Seagate has introduced its latest high-capacity hard drive platform, positioning it as a response to sustained growth in cloud storage and AI infrastructure demand. The new Mozaic 4+ platform, built on heat-assisted magnetic recording (HAMR) technology, is now qualified and in production with two major hyperscale cloud providers. With capacities reaching up to 44TB per drive, the release marks one of the largest commercially deployed HAMR-based storage offerings to date.
The announcement reflects a broader shift in the data center storage market. As artificial intelligence workloads expand, hyperscale operators are managing increasingly large datasets that include training corpora, archival records, and AI-generated outputs such as high-resolution video and multimodal content. Mass-capacity hard drives remain central to this model because they offer lower cost per terabyte compared to flash storage for bulk and nearline data.
Seagate’s Mozaic 4+ platform builds on its existing HAMR roadmap. The company states that it is scaling from more than 4TB per disk today toward a long-term goal of 10TB per disk, which would enable hard drive capacities approaching 100TB in future generations. Rather than redesigning entire drive architectures with each step, the platform introduces incremental changes, including a new suspension architecture and an updated system-on-chip designed to support higher recording densities while maintaining enterprise reliability standards.

A notable aspect of the Mozaic platform is Seagate’s vertically integrated laser technology, which is central to HAMR. Heat-assisted magnetic recording uses a nanoscale laser to briefly heat the disk surface during writing, allowing for tighter bit density. By developing and manufacturing these photonic components internally, the company aims to maintain tighter control over supply chains, production yields, and qualification timelines—factors that have become increasingly important as hyperscale deployments grow in size and complexity.

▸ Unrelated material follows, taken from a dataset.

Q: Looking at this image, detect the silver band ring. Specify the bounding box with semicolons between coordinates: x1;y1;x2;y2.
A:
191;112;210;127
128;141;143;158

From an infrastructure perspective, higher-capacity drives can affect rack-level economics. In a one-exabyte deployment scenario, Seagate estimates that replacing 30TB drives with Mozaic 4+ drives improves infrastructure efficiency by roughly 47 percent. The company projects a reduction of about 100 square feet in required data center space and annual energy savings of approximately 0.8 million kilowatt-hours. While actual results will vary by deployment model, these figures illustrate how incremental capacity gains can translate into measurable changes in footprint and operational cost at scale.

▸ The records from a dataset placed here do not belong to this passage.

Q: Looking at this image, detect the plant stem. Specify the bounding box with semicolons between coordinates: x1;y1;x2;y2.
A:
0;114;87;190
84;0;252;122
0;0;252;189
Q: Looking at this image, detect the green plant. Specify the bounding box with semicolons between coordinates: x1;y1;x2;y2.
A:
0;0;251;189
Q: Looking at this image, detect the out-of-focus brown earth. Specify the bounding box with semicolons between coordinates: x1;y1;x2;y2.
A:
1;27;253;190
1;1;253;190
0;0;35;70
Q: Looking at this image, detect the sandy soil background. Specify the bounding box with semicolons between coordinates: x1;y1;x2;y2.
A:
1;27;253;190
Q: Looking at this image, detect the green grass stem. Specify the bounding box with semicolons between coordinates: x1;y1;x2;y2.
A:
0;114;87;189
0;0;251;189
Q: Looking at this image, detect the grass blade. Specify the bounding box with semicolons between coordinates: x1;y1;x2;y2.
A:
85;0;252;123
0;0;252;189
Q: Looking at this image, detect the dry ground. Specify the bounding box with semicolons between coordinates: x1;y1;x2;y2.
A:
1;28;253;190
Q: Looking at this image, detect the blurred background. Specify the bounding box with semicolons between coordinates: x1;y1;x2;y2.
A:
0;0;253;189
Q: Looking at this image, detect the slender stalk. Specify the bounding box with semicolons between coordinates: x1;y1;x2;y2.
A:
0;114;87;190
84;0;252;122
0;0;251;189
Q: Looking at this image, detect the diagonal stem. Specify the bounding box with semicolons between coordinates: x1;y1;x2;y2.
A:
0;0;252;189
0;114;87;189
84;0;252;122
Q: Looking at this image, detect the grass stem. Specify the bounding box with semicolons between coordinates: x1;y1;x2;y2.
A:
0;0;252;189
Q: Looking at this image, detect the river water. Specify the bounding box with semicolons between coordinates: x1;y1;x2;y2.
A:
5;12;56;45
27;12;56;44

Industry analysts note that as generative AI systems mature, storage requirements are expanding rather than stabilizing. Larger model training runs, fine-tuning cycles, and the retention of synthetic data all contribute to long-term storage growth. In that context, high-capacity hard drives based on HAMR are increasingly seen as a practical component of AI data center infrastructure rather than an experimental technology.
Mozaic 4+ drives are currently shipping in volume to two hyperscale cloud providers, with broader availability expected as production ramps. As AI data growth continues, the commercial performance of HAMR-based storage will likely serve as a key indicator of how traditional hard disk technology adapts to next-generation workloads.